The court reversed an opinion by a lower court that said a worker must have a statutorily defined disability in order for the employer to be required to provide accommodations.
The appeals court also said that employers must discuss possible accommodations with applicants considered disabled, as instructed by California’s Fair Employment and Housing Act, according to the opinion .
The discrimination suit against Lockheed Martin Corp. was brought in March 2003 by Charles Gelfo – a metal fitter who injured his back at work in September 2000. He filed a workers’ compensation claim and began to see a physician; he was laid off in October 2000. He was placed on a recall list, in which he was automatically eligible for rehire.
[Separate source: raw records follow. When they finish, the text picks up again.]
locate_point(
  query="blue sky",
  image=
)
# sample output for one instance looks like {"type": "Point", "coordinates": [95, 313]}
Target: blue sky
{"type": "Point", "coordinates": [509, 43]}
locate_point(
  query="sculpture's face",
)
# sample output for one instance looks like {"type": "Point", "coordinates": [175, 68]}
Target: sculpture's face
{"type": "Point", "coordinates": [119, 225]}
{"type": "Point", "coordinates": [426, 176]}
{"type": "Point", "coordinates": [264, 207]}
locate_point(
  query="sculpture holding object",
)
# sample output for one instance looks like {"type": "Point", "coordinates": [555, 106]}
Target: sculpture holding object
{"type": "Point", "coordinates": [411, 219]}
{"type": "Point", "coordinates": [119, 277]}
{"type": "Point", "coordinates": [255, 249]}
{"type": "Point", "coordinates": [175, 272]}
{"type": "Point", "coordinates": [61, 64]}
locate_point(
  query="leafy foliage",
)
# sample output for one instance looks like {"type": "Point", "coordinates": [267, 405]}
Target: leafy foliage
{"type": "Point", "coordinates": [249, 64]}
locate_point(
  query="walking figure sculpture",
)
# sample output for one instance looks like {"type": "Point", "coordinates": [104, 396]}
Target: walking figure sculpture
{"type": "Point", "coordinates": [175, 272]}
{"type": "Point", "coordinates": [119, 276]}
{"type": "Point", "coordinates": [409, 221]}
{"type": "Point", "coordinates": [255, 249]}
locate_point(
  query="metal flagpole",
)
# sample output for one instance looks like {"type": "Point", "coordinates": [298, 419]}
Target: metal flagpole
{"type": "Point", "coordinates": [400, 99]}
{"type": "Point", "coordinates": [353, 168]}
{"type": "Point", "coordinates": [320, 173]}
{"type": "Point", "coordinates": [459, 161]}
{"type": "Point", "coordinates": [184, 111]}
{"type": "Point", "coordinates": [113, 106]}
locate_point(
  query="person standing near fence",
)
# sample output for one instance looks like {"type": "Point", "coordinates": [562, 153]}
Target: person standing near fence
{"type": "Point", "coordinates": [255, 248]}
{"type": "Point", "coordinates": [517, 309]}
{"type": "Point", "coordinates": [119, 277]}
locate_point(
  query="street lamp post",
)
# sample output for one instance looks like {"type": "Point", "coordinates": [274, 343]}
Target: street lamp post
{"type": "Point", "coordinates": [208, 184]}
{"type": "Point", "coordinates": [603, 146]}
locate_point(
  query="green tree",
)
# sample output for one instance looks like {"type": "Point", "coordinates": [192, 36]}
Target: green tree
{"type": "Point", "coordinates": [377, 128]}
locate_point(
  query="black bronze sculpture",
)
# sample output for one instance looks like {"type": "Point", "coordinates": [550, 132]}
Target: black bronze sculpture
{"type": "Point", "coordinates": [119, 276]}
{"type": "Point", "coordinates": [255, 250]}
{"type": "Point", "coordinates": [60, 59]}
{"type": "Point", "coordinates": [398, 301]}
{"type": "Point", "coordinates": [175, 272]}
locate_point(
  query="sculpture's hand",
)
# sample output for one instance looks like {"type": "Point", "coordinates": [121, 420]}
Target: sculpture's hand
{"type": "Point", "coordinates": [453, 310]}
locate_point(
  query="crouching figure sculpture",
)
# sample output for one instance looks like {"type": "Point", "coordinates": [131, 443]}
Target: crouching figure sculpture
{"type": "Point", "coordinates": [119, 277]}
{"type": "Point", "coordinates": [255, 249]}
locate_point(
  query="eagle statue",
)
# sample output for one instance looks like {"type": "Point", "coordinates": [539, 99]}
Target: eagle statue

After several doctors’ evaluations, Gelfo was found in September 2002 to have lost “approximately 75% of his pre-injury capacity for lifting,” according to the background in the opinion. The physician instructed against any “heavy lifting, no repetitive bending, and no prolonged sitting or standing.”
In September 2001, Lockheed offered a class to train participants to be a plastic parts fabricator. The training class included physical duties such as bending and stooping, without any adverse consequences to his back. Gelfo’s getting hired as a plastic parts fabricator was contingent on a security clearance and a medical examination.
The company rescinded the offer when it learned of Gelfo’s past medical problems, even after Gelfo’s repeated assurances that he could do the job without any detriment to his back.
The company said it could accommodate Gelfo’s lifting restrictions of no more than 50 lbs, but could not accommodate his other restrictions.
The appeals court said that “an employer must engage in an informal interactive process aimed at effecting an reasonable accommodation, and provide a necessary and reasonable accommodation to an applicant or an employee whom it regards as physically disabled.”